Lucas has previously tried to claim this seat. In 2013, she ran in a seven-way primary that was ultimately won by Inez Barron, and Lucas received just 6.7% of the vote. The same year she lost, she began organizing her Democratic club, which she said has grown to more than 250 members.
“(The Barrons) have been manipulating the system and people have been fooled … not even understanding the idea that they have been swapping seats for the past several decades,” Lucas told City & State in an interview in April. “No one has been seeing any real deliverables that folks are tired of it now. So they, I believe, have run their course.”

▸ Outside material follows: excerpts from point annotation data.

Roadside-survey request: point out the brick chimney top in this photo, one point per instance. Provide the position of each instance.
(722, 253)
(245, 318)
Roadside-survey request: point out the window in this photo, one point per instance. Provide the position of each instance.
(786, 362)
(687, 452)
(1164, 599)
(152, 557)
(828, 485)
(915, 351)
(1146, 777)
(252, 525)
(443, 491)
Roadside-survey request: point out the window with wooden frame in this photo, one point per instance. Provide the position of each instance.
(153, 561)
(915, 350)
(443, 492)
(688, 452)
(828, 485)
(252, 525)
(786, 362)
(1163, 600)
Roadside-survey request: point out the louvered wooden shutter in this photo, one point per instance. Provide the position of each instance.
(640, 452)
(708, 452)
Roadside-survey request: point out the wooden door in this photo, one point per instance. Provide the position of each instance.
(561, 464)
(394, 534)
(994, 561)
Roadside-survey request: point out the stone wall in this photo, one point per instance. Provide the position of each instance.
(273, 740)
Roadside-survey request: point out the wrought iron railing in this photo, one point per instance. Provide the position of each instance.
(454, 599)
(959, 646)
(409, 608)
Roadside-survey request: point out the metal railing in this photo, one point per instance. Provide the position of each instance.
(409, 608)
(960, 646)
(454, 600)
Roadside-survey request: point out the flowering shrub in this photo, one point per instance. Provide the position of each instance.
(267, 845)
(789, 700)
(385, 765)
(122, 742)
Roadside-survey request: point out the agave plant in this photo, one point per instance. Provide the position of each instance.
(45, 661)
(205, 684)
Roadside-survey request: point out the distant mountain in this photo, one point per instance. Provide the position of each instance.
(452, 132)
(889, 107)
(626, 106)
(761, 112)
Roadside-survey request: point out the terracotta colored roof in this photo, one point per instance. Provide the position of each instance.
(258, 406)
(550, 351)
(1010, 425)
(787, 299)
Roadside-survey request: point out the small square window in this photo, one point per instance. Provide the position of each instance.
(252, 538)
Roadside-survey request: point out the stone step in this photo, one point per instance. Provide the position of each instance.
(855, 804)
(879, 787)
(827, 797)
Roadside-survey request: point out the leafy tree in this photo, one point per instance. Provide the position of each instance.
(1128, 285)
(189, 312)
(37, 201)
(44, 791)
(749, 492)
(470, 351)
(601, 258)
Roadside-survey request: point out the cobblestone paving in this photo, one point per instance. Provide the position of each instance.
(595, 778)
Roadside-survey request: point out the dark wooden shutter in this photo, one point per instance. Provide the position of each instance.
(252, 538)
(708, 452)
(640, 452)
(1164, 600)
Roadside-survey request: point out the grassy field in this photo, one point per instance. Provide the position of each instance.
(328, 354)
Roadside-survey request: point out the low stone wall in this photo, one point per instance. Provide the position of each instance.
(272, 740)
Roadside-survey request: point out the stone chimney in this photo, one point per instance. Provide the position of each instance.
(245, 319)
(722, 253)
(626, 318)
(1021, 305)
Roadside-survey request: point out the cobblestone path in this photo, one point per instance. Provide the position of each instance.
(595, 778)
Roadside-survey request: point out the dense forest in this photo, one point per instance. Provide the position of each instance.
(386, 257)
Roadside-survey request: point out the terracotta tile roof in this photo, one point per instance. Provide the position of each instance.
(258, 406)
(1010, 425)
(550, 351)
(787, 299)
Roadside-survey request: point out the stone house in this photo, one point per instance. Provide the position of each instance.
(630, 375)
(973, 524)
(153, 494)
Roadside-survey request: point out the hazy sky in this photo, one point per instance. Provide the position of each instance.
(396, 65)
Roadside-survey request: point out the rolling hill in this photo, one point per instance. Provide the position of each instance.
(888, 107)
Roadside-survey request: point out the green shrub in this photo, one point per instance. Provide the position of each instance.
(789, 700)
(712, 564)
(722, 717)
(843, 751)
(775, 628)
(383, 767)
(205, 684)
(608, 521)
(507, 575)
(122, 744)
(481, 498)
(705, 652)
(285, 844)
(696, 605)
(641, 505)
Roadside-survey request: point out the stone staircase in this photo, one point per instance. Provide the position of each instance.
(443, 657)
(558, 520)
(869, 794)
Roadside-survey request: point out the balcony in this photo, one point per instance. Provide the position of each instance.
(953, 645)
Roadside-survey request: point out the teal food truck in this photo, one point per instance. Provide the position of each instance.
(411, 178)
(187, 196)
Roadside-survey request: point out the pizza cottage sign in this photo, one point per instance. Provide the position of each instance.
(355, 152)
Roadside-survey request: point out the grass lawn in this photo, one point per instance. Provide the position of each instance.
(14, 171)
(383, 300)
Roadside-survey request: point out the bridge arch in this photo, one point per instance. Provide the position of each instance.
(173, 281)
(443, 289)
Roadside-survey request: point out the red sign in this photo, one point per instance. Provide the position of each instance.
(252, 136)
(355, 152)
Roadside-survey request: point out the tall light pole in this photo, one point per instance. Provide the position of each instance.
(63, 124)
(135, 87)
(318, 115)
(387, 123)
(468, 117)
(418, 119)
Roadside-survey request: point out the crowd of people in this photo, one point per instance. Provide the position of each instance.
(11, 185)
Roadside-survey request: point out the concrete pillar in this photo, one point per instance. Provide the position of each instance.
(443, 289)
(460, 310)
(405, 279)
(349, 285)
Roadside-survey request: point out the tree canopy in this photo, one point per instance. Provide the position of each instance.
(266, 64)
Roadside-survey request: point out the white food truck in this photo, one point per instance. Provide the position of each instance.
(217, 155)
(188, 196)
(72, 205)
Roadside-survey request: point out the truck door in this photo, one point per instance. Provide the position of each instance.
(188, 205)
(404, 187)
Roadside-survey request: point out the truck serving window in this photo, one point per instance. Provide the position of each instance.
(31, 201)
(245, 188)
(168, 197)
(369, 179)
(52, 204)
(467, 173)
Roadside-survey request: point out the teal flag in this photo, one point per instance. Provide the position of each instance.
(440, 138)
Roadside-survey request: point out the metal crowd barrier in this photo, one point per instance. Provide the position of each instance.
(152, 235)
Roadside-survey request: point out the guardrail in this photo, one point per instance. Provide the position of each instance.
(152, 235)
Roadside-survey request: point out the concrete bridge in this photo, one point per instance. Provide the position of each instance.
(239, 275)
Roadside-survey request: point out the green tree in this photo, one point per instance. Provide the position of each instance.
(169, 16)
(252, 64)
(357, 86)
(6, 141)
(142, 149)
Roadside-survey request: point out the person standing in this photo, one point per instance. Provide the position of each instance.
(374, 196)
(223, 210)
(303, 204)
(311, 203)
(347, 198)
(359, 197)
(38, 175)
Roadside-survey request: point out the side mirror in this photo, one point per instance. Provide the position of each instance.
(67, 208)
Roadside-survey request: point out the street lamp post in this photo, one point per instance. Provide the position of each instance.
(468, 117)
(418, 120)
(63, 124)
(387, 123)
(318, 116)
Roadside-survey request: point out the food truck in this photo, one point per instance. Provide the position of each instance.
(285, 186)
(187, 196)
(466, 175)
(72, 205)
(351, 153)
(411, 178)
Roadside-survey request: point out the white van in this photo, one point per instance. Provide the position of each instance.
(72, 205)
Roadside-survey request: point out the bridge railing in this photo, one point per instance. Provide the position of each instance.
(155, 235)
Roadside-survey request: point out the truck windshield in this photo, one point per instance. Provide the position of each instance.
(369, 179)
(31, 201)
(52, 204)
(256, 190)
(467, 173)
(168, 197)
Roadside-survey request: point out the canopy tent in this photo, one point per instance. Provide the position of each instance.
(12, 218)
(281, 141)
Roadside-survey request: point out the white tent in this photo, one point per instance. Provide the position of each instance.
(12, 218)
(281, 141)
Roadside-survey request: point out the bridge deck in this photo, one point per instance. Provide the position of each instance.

For now, political observers think it’s likely to be a close race but see Barron and Lucas as having the best shot at winning the seat. “It’s going to come down to Nikki and Barron. … I think that there are basically people that like the Barrons and people that don’t,” said a Brooklyn political operative who asked to remain anonymous to speak freely about the race. “There’s a bit of Barron fatigue and other elected officials and players in that district and beyond I think are also going to come out and support Nikki just for the purpose of it’s time for new leadership.”
Barron supporters say money and endorsements don’t matter in East New York – showing up does, which they say Barron has a well-earned reputation for in the community. Last Thanksgiving, Keron Allenye, a local community organizer who previously worked as an office assistant for Charles Barron, recalled that Barron spent the day making phone calls and getting food for families following a gas leak issue at Noble Drew Ali Plaza. “Those are things that people remember and that sort of name recognition is good in the ‘hood,” he said. “I really do think East New York is unique in that it really just comes down to who’s been doing the work and the work that people see.”